Nel caso della cronaca le fonti possono essere i carabinieri, la polizia, le procure. Nel caso di informazioni globali come quelle che si trovano sui siti è molto più difficile verificare. La Brexit è l’esempio principe per capire dove siamo arrivati e quale è il confine delle fake news e quanto sia difficile ormai ristabilire la verità. Dalla Brexit in poi, chi si occupa di comunicazione in Europa si è trovato un po’ nella situazione degli astronauti dell’Apollo 13 collegati con Houston: qualcosa a livello di informazione non ha funzionato e si deve risalire all’origine del guasto, per evitare il peggio. Le fake news sono in grado di incidere profondamente anche nelle decisioni politiche, sono diventate così uno dei principali nodi dell’Ue, amplificatesi a cause delle altre crisi, come il Covid e la guerra in Ucraina.

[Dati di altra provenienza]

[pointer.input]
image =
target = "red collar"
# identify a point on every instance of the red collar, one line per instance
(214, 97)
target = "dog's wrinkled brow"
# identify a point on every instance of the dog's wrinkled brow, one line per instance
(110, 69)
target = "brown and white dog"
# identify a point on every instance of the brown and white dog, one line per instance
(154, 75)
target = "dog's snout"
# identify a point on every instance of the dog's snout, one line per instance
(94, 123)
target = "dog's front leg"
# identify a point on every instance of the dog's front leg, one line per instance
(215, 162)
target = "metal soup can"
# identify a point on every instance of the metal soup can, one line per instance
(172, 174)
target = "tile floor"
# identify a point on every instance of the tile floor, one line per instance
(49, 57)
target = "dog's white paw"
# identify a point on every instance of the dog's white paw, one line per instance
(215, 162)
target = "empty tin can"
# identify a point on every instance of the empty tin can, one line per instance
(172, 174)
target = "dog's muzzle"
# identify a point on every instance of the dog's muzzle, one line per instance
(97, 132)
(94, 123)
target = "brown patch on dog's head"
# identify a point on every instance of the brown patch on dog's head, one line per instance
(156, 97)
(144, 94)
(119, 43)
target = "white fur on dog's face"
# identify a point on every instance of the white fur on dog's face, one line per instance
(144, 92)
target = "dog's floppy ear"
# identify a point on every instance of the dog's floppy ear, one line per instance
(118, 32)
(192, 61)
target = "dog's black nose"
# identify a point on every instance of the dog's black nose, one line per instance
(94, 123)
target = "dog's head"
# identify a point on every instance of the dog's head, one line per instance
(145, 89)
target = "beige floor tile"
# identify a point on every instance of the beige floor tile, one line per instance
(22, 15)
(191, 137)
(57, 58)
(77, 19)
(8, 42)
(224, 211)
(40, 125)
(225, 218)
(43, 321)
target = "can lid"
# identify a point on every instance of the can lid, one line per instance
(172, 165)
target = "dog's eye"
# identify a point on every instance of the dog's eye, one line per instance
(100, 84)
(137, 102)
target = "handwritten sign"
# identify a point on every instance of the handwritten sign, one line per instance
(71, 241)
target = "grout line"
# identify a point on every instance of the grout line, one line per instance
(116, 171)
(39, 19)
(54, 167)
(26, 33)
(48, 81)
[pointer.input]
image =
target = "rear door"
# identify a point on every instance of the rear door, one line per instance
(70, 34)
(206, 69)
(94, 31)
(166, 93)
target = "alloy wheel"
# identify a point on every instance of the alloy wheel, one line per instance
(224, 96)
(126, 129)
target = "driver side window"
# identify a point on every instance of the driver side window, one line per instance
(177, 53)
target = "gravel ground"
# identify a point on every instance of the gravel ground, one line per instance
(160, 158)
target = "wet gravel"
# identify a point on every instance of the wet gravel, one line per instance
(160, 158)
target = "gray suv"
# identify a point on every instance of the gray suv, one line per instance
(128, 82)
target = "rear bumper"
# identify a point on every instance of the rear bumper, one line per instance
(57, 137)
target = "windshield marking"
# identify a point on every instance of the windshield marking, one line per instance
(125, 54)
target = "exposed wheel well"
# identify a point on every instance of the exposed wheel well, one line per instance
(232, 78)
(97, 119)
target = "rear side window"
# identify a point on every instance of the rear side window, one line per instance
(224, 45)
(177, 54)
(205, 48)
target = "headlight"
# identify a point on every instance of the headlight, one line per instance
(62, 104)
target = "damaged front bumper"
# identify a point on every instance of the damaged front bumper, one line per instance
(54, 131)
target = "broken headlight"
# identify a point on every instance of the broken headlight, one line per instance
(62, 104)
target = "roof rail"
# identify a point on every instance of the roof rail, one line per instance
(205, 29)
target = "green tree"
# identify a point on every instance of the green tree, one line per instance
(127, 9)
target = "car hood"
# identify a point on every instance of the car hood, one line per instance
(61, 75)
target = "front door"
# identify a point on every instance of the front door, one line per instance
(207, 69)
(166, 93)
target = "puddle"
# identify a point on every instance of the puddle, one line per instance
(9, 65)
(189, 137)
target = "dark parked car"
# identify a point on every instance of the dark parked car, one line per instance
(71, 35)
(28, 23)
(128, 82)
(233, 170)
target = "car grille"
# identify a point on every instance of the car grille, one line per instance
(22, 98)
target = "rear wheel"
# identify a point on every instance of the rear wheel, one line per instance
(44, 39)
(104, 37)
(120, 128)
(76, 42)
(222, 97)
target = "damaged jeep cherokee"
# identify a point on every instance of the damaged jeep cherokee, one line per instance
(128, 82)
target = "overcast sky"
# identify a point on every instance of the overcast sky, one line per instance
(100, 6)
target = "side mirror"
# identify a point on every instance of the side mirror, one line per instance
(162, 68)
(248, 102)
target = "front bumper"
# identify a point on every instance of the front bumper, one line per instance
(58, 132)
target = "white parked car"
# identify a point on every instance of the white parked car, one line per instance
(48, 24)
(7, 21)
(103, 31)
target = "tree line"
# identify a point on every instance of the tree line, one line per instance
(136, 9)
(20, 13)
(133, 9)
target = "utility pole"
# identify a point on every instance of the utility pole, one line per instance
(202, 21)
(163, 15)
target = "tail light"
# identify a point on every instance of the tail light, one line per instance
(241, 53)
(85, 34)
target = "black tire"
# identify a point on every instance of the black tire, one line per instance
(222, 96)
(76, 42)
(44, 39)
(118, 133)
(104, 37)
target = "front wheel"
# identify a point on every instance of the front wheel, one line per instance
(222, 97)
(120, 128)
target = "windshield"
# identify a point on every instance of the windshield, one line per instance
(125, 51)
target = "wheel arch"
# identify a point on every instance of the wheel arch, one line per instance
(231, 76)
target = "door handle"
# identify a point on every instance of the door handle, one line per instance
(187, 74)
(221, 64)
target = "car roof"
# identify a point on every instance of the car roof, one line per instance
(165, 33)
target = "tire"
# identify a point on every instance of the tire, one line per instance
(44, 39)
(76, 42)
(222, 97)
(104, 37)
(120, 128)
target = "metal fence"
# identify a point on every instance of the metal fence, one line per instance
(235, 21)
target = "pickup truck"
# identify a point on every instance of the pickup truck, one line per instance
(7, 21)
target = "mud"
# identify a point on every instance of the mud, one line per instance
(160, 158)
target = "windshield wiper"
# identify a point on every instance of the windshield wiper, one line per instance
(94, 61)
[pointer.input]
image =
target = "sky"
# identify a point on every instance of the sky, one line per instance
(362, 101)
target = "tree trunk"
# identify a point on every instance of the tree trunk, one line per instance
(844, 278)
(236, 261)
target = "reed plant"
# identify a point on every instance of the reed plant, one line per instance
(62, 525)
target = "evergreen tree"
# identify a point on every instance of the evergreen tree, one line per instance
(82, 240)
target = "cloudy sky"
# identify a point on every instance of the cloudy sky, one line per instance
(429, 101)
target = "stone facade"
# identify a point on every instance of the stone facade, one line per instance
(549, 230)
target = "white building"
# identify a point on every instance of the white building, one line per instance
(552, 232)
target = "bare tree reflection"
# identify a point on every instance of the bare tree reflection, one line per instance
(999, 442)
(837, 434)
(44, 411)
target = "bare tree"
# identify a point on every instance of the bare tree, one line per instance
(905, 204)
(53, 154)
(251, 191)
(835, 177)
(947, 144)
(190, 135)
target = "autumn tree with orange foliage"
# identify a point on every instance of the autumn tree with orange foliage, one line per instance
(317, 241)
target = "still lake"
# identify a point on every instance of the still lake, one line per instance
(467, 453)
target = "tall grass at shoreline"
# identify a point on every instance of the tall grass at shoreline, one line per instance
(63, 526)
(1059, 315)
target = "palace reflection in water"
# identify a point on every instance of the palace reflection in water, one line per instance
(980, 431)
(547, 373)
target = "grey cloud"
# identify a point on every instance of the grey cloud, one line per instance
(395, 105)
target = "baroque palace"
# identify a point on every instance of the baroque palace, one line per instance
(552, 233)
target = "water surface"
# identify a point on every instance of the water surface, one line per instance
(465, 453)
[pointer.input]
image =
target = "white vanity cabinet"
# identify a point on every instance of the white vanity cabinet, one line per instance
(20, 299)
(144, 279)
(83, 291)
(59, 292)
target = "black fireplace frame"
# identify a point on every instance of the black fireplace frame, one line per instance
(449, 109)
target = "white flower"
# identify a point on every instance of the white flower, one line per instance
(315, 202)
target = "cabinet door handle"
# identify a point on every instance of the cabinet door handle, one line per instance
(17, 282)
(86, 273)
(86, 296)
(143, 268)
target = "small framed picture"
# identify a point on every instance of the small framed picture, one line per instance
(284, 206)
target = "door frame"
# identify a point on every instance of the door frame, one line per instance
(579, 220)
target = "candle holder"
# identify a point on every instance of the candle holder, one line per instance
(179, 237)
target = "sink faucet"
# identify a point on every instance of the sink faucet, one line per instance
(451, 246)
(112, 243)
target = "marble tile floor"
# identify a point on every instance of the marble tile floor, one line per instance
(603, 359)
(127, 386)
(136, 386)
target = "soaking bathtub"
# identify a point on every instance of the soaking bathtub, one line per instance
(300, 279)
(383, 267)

Siamo così arrivati alla nascita di vere e proprie task force per contrastare la disinformazione che vedono coinvolte le istituzioni, gli editori e ora anche i social network. Un fenomeno epocale che rimette al centro il dibattito sulla libertà di espressione, funzionamento delle democrazie e il mondo dei media.
Il consiglio che do a voi giovani presenti in sala è di costruire una rete di amicizie con le quali verificare le notizie perché le fake news possono incidere profondamente nelle decisioni politiche, come avvenuto appunto per la Brexit”.